Les différentes mesures sanitaires et la crainte des contaminations ont indéniablement eu un effet sur notre activité. Les gens se tournent davantage vers le contact à distance (téléphone, chat, e-mails...). Ebos a donc doublé son activité en 18 mois, principalement par l’acquisition de nouveaux clients, mais aussi par ces changements d’habitudes, responsables de 10 à 20% de la hausse. Ce bilan positif est un soulagement car au tout début de la crise, lors du confinement strict, beaucoup de clients avaient fermé leur activité et il ne se passait plus rien. Les volumes traités se sont d’abord écroulés pour ensuite reprendre à un niveau plus élevé qu’avant. Nous avons dû répondre à des problématiques nouvelles, par exemple pour aider des clients qui n’avaient pas prévu la vente à distance ou pour assurer le SAV qui ne pouvait plus se faire sur les lieux de vente… Du fait des congés pour raison familiales, il y a eu une pression sur le personnel resté en activité. Nous avons très vite repris nos recrutements et nos formations, mais en mode digital, ce qui était nouveau pour tout le monde. Ce fut une grosse période d’apprentissage qui a accéléré considérablement nos projets de digitalisation. Par exemple, nous avons mis en place un système de coaching à distance pour les plus juniors de nos opérateurs, pour les rassurer et leur permettre d’avoir des réponses rapides en cas de difficulté avec un interlocuteur. Nous nous sommes mis autélétravail comme tout le monde. Notre métier s’y prête bien car nous pouvons suivre facilement l’activité de chacun à distance mais nous faisons le constat que ce n’est pas l’idéal pour nos opérateurs qui n’ont pas toujours chez eux le calme nécessaire à un travail au téléphone. Beaucoup sont jeunes et ont des enfants en bas âge ou de petits logements où il est difficile de s’isoler. À l’heure actuelle, à peu près la moitié des effectifs est encore en télétravail mais tous ceux qui ont souhaité revenir sur leur lieu de travail ont pu le faire.

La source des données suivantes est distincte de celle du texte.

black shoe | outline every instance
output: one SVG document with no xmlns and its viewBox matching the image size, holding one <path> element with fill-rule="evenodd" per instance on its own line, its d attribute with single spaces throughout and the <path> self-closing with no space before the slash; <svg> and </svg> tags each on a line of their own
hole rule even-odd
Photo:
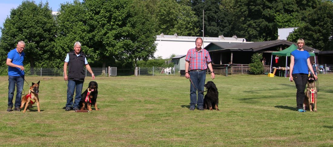
<svg viewBox="0 0 333 147">
<path fill-rule="evenodd" d="M 71 107 L 66 107 L 66 109 L 65 109 L 65 111 L 69 111 L 71 110 Z"/>
<path fill-rule="evenodd" d="M 8 108 L 7 108 L 7 111 L 8 112 L 10 112 L 12 111 L 12 108 L 13 108 L 13 107 L 8 106 Z"/>
<path fill-rule="evenodd" d="M 20 108 L 20 107 L 15 107 L 14 108 L 14 111 L 21 111 L 21 109 Z"/>
</svg>

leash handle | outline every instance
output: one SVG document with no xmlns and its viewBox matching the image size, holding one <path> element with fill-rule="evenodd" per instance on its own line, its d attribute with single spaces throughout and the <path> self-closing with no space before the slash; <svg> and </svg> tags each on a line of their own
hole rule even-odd
<svg viewBox="0 0 333 147">
<path fill-rule="evenodd" d="M 195 86 L 194 86 L 194 84 L 193 84 L 193 82 L 192 81 L 192 80 L 191 79 L 191 78 L 190 77 L 189 78 L 189 81 L 191 81 L 191 83 L 192 84 L 192 85 L 193 85 L 193 87 L 194 87 L 194 88 L 195 89 L 195 90 L 196 91 L 198 91 L 198 92 L 205 92 L 207 91 L 207 90 L 204 91 L 199 91 L 199 90 L 198 90 L 198 89 L 196 87 L 195 87 Z"/>
</svg>

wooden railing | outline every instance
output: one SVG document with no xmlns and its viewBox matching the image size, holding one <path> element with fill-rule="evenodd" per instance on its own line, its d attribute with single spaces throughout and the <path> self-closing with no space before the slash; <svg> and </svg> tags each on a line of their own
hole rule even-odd
<svg viewBox="0 0 333 147">
<path fill-rule="evenodd" d="M 247 74 L 250 71 L 249 64 L 214 65 L 213 69 L 215 73 L 225 75 L 227 66 L 228 74 Z M 264 66 L 264 73 L 269 72 L 269 65 Z"/>
</svg>

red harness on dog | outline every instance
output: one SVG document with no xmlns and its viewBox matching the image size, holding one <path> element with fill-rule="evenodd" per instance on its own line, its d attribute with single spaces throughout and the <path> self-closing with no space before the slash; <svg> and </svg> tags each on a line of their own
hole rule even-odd
<svg viewBox="0 0 333 147">
<path fill-rule="evenodd" d="M 316 90 L 313 88 L 311 88 L 310 90 L 310 92 L 311 93 L 310 96 L 310 103 L 313 104 L 314 103 L 314 93 L 316 92 Z"/>
<path fill-rule="evenodd" d="M 87 96 L 86 97 L 86 99 L 85 100 L 85 102 L 87 102 L 89 100 L 89 102 L 91 103 L 91 100 L 89 98 L 89 96 L 90 95 L 90 93 L 91 93 L 91 91 L 89 90 L 89 89 L 88 89 L 88 93 L 87 94 Z"/>
<path fill-rule="evenodd" d="M 36 102 L 36 101 L 33 99 L 31 98 L 31 91 L 30 90 L 29 90 L 29 94 L 25 96 L 25 99 L 27 100 L 27 102 L 28 101 L 28 100 L 29 98 L 30 99 L 30 102 L 31 103 L 31 104 L 35 104 L 35 102 Z"/>
</svg>

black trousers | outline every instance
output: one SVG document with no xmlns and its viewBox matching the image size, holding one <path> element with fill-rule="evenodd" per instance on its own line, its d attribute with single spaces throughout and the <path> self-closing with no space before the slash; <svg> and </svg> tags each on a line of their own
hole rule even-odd
<svg viewBox="0 0 333 147">
<path fill-rule="evenodd" d="M 307 74 L 292 74 L 295 84 L 296 85 L 297 92 L 296 93 L 296 103 L 297 109 L 303 109 L 303 102 L 305 97 L 305 86 L 307 83 L 309 75 Z"/>
</svg>

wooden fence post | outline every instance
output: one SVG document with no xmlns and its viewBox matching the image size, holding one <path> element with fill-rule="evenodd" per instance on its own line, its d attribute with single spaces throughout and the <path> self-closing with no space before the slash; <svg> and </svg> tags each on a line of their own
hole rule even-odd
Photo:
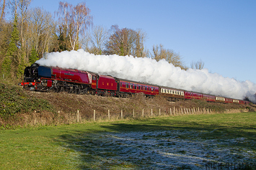
<svg viewBox="0 0 256 170">
<path fill-rule="evenodd" d="M 79 122 L 79 110 L 77 110 L 77 122 Z"/>
<path fill-rule="evenodd" d="M 121 119 L 123 120 L 123 110 L 121 110 Z"/>
</svg>

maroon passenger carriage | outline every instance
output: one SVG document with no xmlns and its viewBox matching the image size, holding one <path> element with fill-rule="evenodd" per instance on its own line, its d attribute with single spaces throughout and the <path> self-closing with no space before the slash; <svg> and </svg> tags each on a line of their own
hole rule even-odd
<svg viewBox="0 0 256 170">
<path fill-rule="evenodd" d="M 20 85 L 30 90 L 67 91 L 77 94 L 97 94 L 105 96 L 127 97 L 132 94 L 142 93 L 149 97 L 160 95 L 175 100 L 205 99 L 209 102 L 224 103 L 248 104 L 250 103 L 120 79 L 89 71 L 40 66 L 37 63 L 25 68 L 24 81 L 20 83 Z"/>
<path fill-rule="evenodd" d="M 127 97 L 134 93 L 144 93 L 146 96 L 159 95 L 159 88 L 157 85 L 136 82 L 125 79 L 118 79 L 118 92 L 119 97 Z"/>
</svg>

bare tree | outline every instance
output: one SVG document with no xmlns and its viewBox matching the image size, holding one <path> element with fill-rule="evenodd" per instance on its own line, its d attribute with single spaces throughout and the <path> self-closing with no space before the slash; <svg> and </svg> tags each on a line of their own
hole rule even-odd
<svg viewBox="0 0 256 170">
<path fill-rule="evenodd" d="M 95 26 L 92 32 L 88 32 L 81 40 L 83 47 L 86 51 L 94 54 L 102 55 L 105 48 L 105 44 L 109 37 L 109 33 L 102 26 Z"/>
<path fill-rule="evenodd" d="M 27 41 L 30 42 L 27 48 L 31 51 L 35 48 L 37 53 L 48 52 L 49 41 L 53 37 L 55 31 L 55 23 L 50 12 L 40 8 L 35 8 L 29 11 Z"/>
<path fill-rule="evenodd" d="M 74 50 L 80 32 L 84 32 L 92 24 L 90 9 L 87 7 L 85 2 L 73 6 L 67 2 L 60 1 L 57 15 L 60 24 L 65 25 L 66 28 L 67 35 Z"/>
<path fill-rule="evenodd" d="M 1 2 L 1 0 L 0 0 L 0 2 Z M 3 1 L 3 6 L 2 6 L 1 8 L 1 12 L 0 22 L 1 21 L 1 19 L 3 19 L 3 16 L 4 16 L 4 8 L 5 8 L 5 0 L 4 0 L 4 1 Z"/>
<path fill-rule="evenodd" d="M 184 70 L 187 69 L 182 64 L 180 55 L 175 53 L 172 49 L 164 49 L 164 46 L 160 44 L 159 45 L 153 45 L 152 51 L 153 54 L 151 55 L 152 59 L 156 61 L 164 59 L 175 67 L 180 67 Z"/>
<path fill-rule="evenodd" d="M 145 57 L 145 33 L 128 28 L 120 29 L 118 25 L 112 25 L 111 29 L 112 34 L 106 44 L 106 54 Z"/>
<path fill-rule="evenodd" d="M 190 64 L 191 68 L 193 69 L 197 69 L 197 70 L 202 70 L 204 67 L 205 64 L 202 61 L 202 60 L 200 60 L 198 62 L 192 62 Z"/>
</svg>

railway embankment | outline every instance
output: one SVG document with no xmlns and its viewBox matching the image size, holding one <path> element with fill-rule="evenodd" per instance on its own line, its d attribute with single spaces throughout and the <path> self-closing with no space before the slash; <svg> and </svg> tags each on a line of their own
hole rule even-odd
<svg viewBox="0 0 256 170">
<path fill-rule="evenodd" d="M 170 102 L 156 96 L 138 94 L 128 98 L 39 93 L 0 84 L 0 128 L 83 121 L 177 116 L 255 111 L 255 105 L 207 103 L 204 100 Z"/>
</svg>

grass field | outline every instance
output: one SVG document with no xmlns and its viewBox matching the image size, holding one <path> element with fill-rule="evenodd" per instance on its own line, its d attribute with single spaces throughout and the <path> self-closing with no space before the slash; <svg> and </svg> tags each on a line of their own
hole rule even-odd
<svg viewBox="0 0 256 170">
<path fill-rule="evenodd" d="M 255 121 L 253 112 L 1 130 L 0 169 L 254 169 Z"/>
</svg>

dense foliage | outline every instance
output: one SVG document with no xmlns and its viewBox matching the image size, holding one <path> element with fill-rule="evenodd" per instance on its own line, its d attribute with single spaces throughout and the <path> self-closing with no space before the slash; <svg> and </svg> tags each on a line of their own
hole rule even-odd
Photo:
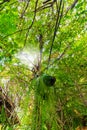
<svg viewBox="0 0 87 130">
<path fill-rule="evenodd" d="M 11 124 L 0 106 L 2 129 L 82 127 L 86 75 L 86 0 L 0 1 L 0 86 L 20 122 Z"/>
</svg>

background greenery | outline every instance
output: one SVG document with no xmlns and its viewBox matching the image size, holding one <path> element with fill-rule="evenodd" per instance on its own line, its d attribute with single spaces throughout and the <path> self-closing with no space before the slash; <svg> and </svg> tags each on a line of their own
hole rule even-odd
<svg viewBox="0 0 87 130">
<path fill-rule="evenodd" d="M 0 86 L 20 120 L 5 130 L 74 130 L 87 115 L 87 1 L 43 2 L 0 1 Z"/>
</svg>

Observe-t-on une tendance à la relocalisation des centres d'appels extra-territoriaux ou offshore ?
Il est vrai que la tendance du offshore s’est beaucoup développée dans notre métier pour pouvoir bénéficier de coups réduits. Le Luxembourg est plutôt préservé de ce phénomène pour 3 raisons. La première est que Luxembourg est le pays qui externalise le moins sa relation clients, pour des raisons culturelles et surtout opérationnelles, puisque peu de sociétés atteignent la masse critique permettant une délocalisation intéressante pour les prestataires offshore. La deuxième raison est linguistique, notamment grâce à la place centrale du luxembourgeois dans la communication des marques. Aucune destination offshore ne peut offrir cela. Enfin, la troisième raison est d’ordre juridique. Le Luxembourg a une politique de protection des données très aboutie, et cela date de bien avant le fameux RGPD, ce qui empêche certains secteurs, notamment la finance, d’exporter leurs données hors d’Europe.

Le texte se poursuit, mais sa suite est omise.